Apologies if this isn't the appropriate forum for this question.
I have a set of elements that I need to iterate over as part of a modeling workflow. The elements exists over a set of dimensions (i, j, k, l). Due to model constraints, most of the elements within the set are not considered (value = 0). Therefore, looping over the set in the straightforward way is inefficient. Eg:
#: Not a good way to do it: for i in range(n_i): for j in range(n_j): for k in range(n_k): for l in range(n_l):
Since most of the elements are 0, I should be able to eliminate them from the inner loops given the index values from the outer loops. As an example, let's say that n_j = 10, but for i=1, only j = 2,3 are considered by the model. Then for i=1, I should only have to iterate over j=2,3 which avoids ~80% of the iterations on that loop.
What I would like to do is rewrite my iterable range as a function of the outer loop parameters. Something like:
N_i = I(j,k,l) N_j = J(i,k,l) N_k = K(i,j,l) N_l = L(i,j,k) #: Want to do something like this for i in I(): #: loop over all i for j in J(i): #: loop over j for i = # for k in K(i,j): #: loop over k for i = #, j = # for l in L(i,j,k): #: loop over l for i = #, j = #, k = #
where N_i ... N_l are the subset of that iterable set that is != 0, given one or more of the i,j,k,l.
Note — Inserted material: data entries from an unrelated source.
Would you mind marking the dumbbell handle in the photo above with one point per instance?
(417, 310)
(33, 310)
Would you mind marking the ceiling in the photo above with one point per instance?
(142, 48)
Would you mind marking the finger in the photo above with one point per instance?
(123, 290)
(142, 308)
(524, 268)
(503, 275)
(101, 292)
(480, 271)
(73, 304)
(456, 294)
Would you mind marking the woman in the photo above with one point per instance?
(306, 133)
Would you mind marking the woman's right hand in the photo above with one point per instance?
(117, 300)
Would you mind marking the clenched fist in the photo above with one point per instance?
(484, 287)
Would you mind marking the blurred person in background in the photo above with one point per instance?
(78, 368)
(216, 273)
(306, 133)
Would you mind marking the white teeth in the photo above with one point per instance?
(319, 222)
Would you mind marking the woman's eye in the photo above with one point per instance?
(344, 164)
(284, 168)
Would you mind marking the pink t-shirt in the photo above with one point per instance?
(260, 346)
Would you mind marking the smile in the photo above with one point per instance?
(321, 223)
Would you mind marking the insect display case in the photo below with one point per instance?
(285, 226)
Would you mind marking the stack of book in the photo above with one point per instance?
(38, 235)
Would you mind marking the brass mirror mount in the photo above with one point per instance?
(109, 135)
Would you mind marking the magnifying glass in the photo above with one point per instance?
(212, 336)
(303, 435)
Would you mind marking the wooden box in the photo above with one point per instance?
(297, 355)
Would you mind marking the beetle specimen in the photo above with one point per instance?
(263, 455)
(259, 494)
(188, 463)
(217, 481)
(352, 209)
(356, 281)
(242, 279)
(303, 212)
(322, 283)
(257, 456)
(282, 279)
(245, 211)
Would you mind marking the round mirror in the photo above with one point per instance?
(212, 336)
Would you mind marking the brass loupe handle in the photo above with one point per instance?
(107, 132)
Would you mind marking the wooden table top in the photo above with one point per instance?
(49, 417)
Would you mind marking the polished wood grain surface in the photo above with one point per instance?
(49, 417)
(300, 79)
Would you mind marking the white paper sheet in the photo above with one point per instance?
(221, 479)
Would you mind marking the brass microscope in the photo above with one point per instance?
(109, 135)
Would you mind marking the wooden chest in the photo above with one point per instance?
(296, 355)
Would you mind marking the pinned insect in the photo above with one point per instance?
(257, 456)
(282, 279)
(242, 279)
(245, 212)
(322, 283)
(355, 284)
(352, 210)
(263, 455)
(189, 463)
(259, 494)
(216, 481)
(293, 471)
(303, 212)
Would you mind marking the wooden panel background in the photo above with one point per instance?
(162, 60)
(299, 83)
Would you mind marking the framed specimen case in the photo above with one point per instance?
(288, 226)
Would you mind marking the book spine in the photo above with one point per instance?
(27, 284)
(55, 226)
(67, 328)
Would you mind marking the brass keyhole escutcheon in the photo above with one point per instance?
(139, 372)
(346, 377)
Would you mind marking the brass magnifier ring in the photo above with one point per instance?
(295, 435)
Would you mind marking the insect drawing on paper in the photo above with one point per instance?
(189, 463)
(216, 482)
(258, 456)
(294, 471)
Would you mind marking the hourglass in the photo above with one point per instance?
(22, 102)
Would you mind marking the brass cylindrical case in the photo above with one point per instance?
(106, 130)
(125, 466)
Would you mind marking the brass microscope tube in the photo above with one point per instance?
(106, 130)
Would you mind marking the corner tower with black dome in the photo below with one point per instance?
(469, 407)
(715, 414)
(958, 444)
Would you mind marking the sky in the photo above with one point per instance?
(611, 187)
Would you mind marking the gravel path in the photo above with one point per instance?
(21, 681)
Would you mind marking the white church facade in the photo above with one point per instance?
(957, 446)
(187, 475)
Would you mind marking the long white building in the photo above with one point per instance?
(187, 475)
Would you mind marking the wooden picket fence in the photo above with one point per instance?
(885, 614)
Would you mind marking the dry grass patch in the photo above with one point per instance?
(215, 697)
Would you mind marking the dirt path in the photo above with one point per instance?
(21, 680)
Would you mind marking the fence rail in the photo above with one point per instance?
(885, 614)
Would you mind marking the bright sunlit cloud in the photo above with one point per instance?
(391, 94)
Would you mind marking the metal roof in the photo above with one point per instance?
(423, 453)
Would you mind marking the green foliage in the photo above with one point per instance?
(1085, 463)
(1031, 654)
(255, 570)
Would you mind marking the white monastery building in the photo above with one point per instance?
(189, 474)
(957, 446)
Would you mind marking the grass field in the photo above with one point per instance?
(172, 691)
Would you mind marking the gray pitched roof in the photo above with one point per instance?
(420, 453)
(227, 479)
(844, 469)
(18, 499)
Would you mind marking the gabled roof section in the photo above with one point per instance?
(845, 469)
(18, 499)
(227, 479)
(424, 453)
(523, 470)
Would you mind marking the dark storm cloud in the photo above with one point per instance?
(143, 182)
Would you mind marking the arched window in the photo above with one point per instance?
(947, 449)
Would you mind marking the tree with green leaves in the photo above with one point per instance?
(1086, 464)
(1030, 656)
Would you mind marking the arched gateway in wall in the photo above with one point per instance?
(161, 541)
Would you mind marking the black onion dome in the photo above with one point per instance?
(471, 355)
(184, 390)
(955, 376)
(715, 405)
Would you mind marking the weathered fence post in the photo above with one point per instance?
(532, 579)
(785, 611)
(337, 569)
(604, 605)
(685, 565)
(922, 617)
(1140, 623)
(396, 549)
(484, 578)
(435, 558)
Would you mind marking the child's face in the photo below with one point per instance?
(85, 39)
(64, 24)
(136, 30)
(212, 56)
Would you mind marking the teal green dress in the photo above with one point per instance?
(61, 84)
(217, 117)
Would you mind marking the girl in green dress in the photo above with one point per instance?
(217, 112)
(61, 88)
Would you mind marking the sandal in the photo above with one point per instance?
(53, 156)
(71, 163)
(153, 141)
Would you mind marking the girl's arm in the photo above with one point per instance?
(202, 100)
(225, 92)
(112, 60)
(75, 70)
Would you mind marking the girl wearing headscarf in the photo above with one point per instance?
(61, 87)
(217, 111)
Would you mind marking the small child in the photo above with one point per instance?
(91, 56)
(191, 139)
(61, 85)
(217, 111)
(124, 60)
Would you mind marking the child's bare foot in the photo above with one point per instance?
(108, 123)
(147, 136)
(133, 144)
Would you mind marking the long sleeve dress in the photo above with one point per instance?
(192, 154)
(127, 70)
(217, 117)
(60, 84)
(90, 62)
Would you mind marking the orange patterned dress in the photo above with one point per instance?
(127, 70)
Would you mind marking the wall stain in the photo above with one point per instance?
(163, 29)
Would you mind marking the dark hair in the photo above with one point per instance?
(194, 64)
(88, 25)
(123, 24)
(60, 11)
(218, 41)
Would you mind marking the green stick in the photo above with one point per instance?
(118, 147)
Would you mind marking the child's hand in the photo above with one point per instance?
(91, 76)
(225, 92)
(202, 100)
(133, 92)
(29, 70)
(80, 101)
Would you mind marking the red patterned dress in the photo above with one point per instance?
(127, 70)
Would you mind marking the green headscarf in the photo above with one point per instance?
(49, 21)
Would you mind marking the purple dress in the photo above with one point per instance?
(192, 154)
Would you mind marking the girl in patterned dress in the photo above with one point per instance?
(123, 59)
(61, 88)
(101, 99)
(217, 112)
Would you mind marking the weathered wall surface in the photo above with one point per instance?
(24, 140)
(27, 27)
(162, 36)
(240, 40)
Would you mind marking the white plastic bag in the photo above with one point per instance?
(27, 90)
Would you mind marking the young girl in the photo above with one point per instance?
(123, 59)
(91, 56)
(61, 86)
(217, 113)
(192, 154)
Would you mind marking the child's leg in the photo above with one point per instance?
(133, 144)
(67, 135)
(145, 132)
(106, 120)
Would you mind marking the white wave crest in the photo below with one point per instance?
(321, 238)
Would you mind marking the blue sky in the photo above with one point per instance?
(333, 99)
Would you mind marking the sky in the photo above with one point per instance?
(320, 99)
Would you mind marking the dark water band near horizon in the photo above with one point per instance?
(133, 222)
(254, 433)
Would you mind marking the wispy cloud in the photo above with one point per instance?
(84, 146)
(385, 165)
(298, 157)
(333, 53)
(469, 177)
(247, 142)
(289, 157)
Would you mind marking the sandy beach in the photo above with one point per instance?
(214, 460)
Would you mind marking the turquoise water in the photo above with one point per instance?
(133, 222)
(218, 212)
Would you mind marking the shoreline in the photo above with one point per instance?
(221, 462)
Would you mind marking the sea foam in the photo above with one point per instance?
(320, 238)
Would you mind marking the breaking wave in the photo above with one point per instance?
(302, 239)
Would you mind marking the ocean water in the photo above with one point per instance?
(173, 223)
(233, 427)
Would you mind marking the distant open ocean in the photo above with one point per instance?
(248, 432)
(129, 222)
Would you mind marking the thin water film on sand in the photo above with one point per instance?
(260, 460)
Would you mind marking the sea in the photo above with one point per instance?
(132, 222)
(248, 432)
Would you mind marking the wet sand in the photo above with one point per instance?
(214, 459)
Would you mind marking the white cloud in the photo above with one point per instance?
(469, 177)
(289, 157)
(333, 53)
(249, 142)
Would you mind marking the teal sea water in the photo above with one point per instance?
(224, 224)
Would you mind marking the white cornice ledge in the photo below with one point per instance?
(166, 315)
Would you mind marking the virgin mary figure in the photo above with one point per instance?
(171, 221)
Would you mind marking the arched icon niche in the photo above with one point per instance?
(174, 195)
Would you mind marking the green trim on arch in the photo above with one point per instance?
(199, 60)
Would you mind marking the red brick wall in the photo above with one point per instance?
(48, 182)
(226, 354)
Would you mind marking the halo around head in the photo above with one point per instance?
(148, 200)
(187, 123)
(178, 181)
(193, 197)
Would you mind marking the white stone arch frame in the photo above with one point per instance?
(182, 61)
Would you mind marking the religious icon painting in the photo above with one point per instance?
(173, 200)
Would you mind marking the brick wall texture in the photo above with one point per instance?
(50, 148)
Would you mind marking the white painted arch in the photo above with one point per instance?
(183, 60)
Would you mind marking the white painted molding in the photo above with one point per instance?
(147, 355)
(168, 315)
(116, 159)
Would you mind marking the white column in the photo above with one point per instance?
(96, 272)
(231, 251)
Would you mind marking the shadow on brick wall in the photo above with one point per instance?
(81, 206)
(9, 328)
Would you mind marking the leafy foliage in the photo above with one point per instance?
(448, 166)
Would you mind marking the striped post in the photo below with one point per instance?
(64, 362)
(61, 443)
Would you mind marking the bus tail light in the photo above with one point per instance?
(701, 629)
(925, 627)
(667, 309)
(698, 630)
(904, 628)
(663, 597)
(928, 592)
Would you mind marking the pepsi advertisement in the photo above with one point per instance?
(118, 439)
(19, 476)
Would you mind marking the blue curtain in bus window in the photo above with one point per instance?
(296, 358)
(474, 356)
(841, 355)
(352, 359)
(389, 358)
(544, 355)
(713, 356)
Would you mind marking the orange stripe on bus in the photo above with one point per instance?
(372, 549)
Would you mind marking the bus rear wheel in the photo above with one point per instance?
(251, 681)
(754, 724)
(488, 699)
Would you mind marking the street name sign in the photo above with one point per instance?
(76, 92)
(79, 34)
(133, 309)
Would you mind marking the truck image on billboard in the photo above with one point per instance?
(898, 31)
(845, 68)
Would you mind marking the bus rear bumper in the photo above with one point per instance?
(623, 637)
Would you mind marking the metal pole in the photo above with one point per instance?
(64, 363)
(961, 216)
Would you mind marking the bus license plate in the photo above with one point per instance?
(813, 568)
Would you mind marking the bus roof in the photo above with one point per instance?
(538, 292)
I could imaging building a nested dictionary to look it up, but I think i would need a different dictionary for every possible combination of loop order i,j,k,l -> i,l,j,k -> l,i,j,k etc...
My question is, what's an efficient way to structure the data & write these functions in order to achieve this end? Also if it matters, I will iterate over the dimensions in a different order for different aspects of the model.
I'm doing this all in Python so answers that address the python implementation would be great.